Julgado por 11 crimes cometidos durante 10 dias
Já foi condenado pelos crimes mais violentos – homicídio, sequestro e roubo – e por muitos outros, desde furto, falsificação de documento, detenção de arma proibida e evasão. Em cúmulo jurídico, contabilizam-se 20 anos de prisão efetiva. Cumpriu 16, saiu em precária, voltou ao mundo do crime e regressou à prisão, onde aguarda por novo julgamento, agora no Tribunal Judicial de Coimbra.
Em causa está um homem de Lisboa, atualmente com 45 anos, que em novembro de 2023 assaltou o Minipreço da Lousã, ameaçando clientes e funcionários com uma caçadeira semiautomática. Foi detido pouco depois, por uma patrulha da GNR, após uma fuga desenfreada, que acabou com o despiste e capotamento da viatura, na zona de Vila Nova de Poiares. Ainda intentou continuar a fuga a pé, mas foi impedido pelos militares.
Um roubo, cometido ao final da tarde do dia 9 de novembro, que representou um “ponto final” numa verdadeira saga criminosa, que “varreu” o Centro e o Norte do país, depois de uma saída precária do Estabelecimento Prisional de Carregueira, em Sintra, onde cumpria pena. Faltava um mês para completar 16 anos de reclusão quando aproveitou uma saída precária e não regressou ao terceiro dia. Duas semanas depois começou a “onda” de furtos e assaltos.

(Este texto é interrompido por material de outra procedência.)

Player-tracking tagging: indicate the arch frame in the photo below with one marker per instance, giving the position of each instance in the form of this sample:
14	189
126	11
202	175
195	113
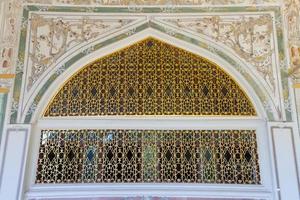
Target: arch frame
258	123
148	32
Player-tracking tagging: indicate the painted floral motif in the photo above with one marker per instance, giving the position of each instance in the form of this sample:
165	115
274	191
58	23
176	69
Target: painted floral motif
52	37
8	38
151	2
292	14
249	36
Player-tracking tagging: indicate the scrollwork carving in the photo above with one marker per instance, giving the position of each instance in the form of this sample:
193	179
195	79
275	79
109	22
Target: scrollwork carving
51	37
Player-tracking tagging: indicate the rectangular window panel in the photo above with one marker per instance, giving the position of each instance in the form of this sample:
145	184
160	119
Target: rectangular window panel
161	156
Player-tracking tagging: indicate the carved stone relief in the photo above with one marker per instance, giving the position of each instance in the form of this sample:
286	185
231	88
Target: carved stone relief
51	37
292	15
248	36
152	2
10	11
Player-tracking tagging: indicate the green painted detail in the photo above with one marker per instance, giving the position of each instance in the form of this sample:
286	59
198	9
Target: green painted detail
3	101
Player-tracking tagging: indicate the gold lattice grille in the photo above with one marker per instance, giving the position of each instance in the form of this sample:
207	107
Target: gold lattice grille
150	78
118	156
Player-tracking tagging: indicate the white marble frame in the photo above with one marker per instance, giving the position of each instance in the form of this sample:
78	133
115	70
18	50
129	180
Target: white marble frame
263	191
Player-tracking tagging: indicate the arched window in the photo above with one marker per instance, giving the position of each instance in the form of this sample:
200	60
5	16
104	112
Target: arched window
149	78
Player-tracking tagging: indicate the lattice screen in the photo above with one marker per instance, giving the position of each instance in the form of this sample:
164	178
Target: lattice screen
151	78
162	156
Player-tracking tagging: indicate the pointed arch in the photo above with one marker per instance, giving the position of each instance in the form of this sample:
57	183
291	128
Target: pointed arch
151	77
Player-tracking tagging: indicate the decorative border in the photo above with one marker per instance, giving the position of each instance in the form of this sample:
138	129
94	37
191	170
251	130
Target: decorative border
264	99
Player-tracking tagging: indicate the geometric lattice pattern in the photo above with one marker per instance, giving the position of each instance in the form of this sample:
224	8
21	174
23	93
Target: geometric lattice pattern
160	156
150	78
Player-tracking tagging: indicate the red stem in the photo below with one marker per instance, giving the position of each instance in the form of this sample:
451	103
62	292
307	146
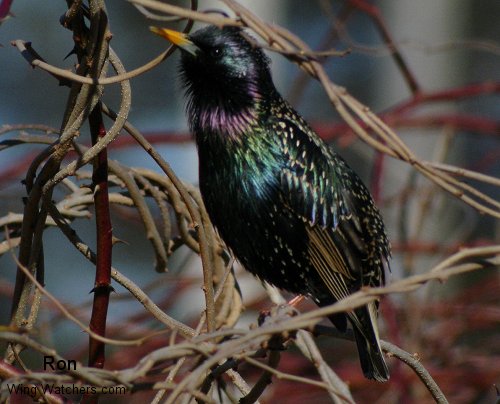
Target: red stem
102	286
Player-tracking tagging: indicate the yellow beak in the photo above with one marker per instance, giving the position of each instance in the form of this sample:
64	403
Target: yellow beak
177	38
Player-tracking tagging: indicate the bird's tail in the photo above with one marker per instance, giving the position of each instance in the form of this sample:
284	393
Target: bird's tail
364	321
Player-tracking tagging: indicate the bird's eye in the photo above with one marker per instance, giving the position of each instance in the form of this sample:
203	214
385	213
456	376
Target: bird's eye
216	52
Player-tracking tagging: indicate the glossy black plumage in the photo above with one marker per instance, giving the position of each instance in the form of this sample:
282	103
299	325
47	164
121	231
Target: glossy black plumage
289	207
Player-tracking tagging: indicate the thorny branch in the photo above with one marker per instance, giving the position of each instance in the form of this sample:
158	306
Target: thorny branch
213	353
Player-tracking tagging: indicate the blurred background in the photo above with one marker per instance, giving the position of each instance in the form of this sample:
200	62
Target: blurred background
454	327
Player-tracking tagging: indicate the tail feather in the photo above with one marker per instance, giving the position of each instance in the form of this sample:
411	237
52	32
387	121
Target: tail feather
365	329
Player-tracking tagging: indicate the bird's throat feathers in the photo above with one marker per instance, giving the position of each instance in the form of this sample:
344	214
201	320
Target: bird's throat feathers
229	117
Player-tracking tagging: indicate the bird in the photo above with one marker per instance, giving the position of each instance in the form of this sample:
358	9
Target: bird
287	205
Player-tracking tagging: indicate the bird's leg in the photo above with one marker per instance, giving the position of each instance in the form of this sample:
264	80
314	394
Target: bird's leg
296	300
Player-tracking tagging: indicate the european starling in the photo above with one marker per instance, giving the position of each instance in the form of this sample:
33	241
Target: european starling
290	208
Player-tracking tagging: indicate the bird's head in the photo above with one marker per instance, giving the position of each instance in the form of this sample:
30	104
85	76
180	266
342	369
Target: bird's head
224	74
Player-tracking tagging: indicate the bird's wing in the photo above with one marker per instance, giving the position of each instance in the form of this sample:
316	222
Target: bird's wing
316	185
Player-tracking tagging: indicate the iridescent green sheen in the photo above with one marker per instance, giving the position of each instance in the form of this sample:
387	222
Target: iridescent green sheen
287	205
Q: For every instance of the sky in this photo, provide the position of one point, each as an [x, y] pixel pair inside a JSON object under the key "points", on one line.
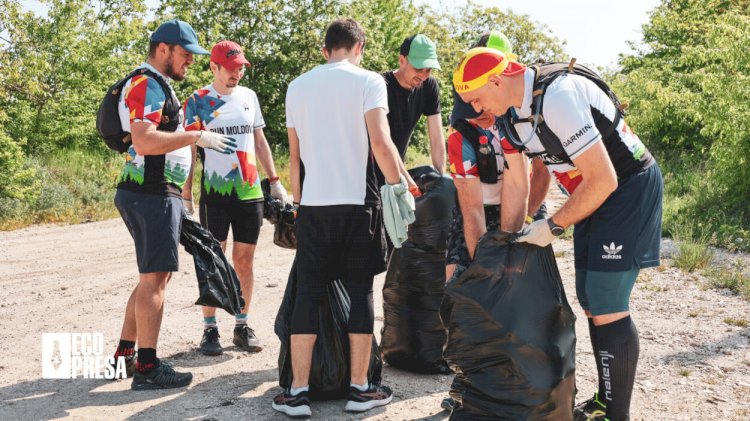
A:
{"points": [[596, 31]]}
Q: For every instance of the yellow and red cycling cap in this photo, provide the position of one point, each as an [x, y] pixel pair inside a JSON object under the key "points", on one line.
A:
{"points": [[479, 64]]}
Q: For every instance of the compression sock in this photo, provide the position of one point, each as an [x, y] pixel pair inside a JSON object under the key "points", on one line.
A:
{"points": [[595, 346], [209, 322], [125, 349], [146, 360], [240, 320], [618, 355]]}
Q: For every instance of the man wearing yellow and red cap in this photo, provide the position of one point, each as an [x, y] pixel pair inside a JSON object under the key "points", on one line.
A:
{"points": [[230, 184], [615, 189]]}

O primeiro, de acordo com o Ministério Público (MP), aconteceu dia 31 de outubro, em Fazendas de Almeirim, onde se apoderou e uma viatura, Fiat Punto, «estacionado, destrancado e com a chave na ignição». Dois dias depois, em Valpaços, furtou outra viatura, um Peugeot 308, ao qual retirou as chapas de matrícula, colocando-as no Fiat Punto, que passou a utilizar. Abasteceu em Bragança, sem pagar, comportamento que repetiu, posteriormente, na Guarda e no Fundão. Ainda no norte, em Bragança, apoderou--se de duas armas, que retirou dos expositores, aproveitando a ausência momentânea do proprietário da espingardaria, segundo a acusação.
Armas - duas espingardas, calibre 12GA e calibre 12, que viria a usar num primeiro assalto, a 4 de novembro, no Posto de Abastecimento da Alves Bandeira, em Seia, pelas 20h00. «Entrou com a cara tapada» e «munido de uma arma de fogo semiautomática», obrigou o funcionário a entregar-lhe o dinheiro “em caixa” e 23 maços de tabaco.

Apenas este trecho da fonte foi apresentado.